能登半島地震で避難所に避難する際、「ペットを連れて行ってもいいのか」と迷った人もいたのではないだろうか。家族同然のペットを連れて避難したい。そんな声に応える避難所が新潟市で開設されている。

ペットと一緒に過ごせる避難所

新潟県内にも津波警報が出され、避難所に身を寄せる人が多かった今回の地震。避難する際の悩みの一つとなったのが、ペットを連れての避難だ。

県庁に避難する人たち(2024年1月1日)

地震が発生した直後に県庁にペットを連れて避難してきた人は「(犬は)避難所によっては受付がだめなところもあるので、避難が長くなると車の中になってしまうのかな」と不安を口にしていた。

犬を連れて避難

こうしたニーズに応えようと新潟市西区の黒埼市民会館では、通常の避難所とは別にペット同伴避難が可能な避難所が設けられている。

黒埼市民会館

同伴避難ができるよう3階の美術工作室を4つのエリアに区切ってペットの受け入れスペースとした。

新潟市動物愛護センターの登坂友一所長は「ペットを皆さん家族だと思われているので、同じ家族を見殺しにしないというような意識が高まってきていると思っている」と開設に至った思いを語る。

新潟市動物愛護センター 登坂友一 所長

この同伴避難は多くの避難所で採用されている飼い主とペットが異なる場所で過ごす同行避難とは異なり、ペットと同じ場所で過ごすことができる。

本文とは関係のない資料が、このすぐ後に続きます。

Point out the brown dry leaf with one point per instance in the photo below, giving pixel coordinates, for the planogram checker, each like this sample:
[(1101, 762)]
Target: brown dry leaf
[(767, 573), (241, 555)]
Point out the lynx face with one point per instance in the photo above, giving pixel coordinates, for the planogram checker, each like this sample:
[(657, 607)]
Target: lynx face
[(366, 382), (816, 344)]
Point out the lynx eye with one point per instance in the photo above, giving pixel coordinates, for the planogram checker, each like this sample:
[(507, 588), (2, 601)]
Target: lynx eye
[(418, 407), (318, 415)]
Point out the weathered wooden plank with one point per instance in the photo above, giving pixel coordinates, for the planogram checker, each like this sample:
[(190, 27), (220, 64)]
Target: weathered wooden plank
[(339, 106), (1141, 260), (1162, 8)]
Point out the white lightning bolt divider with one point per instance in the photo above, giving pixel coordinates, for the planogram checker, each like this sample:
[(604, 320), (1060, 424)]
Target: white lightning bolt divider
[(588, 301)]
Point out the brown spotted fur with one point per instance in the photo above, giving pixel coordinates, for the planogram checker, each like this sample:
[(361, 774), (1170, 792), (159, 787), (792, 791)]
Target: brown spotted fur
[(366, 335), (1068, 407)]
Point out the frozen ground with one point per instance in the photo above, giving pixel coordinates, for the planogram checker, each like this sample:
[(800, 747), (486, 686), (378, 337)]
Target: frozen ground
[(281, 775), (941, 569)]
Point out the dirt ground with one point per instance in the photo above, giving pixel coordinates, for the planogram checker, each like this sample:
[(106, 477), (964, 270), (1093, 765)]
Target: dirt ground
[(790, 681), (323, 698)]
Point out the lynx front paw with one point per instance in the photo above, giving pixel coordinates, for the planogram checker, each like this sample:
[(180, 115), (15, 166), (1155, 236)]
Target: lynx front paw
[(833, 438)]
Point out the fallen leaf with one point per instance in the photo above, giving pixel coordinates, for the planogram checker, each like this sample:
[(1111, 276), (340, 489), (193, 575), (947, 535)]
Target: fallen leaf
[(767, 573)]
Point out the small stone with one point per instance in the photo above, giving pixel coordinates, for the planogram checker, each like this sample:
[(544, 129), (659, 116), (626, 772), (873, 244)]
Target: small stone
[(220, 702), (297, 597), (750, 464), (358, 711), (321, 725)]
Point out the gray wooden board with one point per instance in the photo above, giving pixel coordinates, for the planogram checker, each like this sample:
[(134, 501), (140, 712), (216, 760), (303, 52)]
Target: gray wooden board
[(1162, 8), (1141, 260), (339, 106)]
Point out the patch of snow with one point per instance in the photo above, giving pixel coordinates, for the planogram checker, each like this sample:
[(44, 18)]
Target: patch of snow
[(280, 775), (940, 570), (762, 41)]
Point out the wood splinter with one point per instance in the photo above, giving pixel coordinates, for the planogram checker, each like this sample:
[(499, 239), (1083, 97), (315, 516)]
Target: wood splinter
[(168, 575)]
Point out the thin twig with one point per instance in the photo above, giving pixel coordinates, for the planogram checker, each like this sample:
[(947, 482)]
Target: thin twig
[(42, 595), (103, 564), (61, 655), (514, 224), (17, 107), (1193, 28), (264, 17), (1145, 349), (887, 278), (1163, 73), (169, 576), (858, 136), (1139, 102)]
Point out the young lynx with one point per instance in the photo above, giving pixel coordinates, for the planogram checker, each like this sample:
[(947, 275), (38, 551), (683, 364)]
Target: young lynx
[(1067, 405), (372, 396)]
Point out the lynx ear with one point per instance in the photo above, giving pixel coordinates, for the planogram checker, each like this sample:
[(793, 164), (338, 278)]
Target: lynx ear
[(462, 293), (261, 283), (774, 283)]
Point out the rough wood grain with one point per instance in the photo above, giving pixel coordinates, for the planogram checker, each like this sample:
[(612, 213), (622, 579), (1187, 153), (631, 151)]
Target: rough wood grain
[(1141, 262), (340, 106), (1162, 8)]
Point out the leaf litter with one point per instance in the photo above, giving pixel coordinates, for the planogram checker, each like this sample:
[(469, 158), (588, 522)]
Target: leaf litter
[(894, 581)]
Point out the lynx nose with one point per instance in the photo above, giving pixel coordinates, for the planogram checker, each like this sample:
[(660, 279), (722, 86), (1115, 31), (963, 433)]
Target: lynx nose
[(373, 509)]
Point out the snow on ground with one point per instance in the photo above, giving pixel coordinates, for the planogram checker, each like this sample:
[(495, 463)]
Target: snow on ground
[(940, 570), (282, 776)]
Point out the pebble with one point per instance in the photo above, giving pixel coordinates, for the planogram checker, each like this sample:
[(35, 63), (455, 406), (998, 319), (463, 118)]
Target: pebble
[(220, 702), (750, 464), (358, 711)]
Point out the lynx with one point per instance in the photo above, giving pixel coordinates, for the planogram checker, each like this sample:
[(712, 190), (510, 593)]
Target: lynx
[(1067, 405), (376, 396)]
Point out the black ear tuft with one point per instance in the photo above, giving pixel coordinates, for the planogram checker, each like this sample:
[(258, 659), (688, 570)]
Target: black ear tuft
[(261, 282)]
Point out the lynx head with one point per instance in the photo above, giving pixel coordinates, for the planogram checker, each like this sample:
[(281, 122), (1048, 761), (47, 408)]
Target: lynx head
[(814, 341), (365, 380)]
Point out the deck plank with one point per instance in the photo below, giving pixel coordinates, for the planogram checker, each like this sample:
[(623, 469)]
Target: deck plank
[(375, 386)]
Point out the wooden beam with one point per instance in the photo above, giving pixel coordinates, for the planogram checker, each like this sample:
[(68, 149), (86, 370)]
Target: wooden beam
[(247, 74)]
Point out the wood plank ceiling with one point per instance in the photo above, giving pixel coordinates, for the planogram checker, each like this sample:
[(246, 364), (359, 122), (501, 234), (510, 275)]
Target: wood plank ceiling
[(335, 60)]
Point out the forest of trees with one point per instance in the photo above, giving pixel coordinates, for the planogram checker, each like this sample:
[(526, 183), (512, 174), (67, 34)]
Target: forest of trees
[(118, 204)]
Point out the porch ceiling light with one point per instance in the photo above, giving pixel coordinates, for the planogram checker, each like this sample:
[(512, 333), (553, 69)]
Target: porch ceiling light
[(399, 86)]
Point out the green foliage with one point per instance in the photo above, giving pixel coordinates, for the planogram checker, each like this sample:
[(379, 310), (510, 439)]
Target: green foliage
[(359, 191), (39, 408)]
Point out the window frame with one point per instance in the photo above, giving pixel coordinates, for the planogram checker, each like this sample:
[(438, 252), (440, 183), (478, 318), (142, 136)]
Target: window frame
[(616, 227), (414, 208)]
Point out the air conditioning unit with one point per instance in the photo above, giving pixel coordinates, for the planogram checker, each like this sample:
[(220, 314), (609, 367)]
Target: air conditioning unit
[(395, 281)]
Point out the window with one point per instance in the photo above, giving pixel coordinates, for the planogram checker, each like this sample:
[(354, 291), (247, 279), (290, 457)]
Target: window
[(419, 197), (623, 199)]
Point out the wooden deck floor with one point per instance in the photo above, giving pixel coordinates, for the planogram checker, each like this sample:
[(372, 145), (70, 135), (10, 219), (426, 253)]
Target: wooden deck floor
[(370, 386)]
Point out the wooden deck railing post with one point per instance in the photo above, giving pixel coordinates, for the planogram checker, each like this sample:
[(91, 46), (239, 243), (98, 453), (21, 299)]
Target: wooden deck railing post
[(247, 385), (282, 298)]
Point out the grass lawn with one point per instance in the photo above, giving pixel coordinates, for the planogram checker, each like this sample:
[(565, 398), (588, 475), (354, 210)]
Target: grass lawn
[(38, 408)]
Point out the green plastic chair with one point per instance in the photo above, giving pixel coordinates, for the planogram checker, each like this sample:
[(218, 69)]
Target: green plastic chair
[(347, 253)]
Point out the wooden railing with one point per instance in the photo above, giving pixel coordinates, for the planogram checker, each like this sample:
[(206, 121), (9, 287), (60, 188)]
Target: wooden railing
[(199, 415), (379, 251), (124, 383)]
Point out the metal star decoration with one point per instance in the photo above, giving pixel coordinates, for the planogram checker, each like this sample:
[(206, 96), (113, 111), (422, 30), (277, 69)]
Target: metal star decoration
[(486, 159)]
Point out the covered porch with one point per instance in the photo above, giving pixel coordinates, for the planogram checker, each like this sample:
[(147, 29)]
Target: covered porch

新潟市内でも同伴が可能な避難所は限られているのが現状だ。

「不安な時だからこそ離れたくない」

現在は避難所にいるペットはいないが、1月16日は西区役所の田中美友紀さんが愛犬のロンくんとそのスペースの確認を行っていた。

田中美友紀さんとロンくん

「ペットを飼っているものとしては、災害時で不安な時だからこそ逆に離れたくない。ぬくもりを感じて一緒に過ごしたいという気持ちが本音だと思うので、こういった受け皿があるのは安心できる」

避難所にはペット用の備えも

ペットの体調も考慮し、餌などはできるだけ持参してほしいとしているが、全国から届いた支援物資のほか、県獣医師会から寄贈された支援キットもあり、ある程度のものは備えられている。

支援キット

登坂所長は「ペットを連れているということで、避難所に行くこと躊躇している方がいると思うので、ニーズにできるだけ応えられるよう、これから色々検討していきたい」と話した。

日頃からの備えも重要

有事の際に備えてペットを日頃からケージやキャリーに慣れさせておくことや何日か分の餌やシーツを用意しておくことも重要だ。

また、登坂所長は「犬や猫以外の場合でも自治体や動物愛護センターに気軽に相談してほしい」と話している。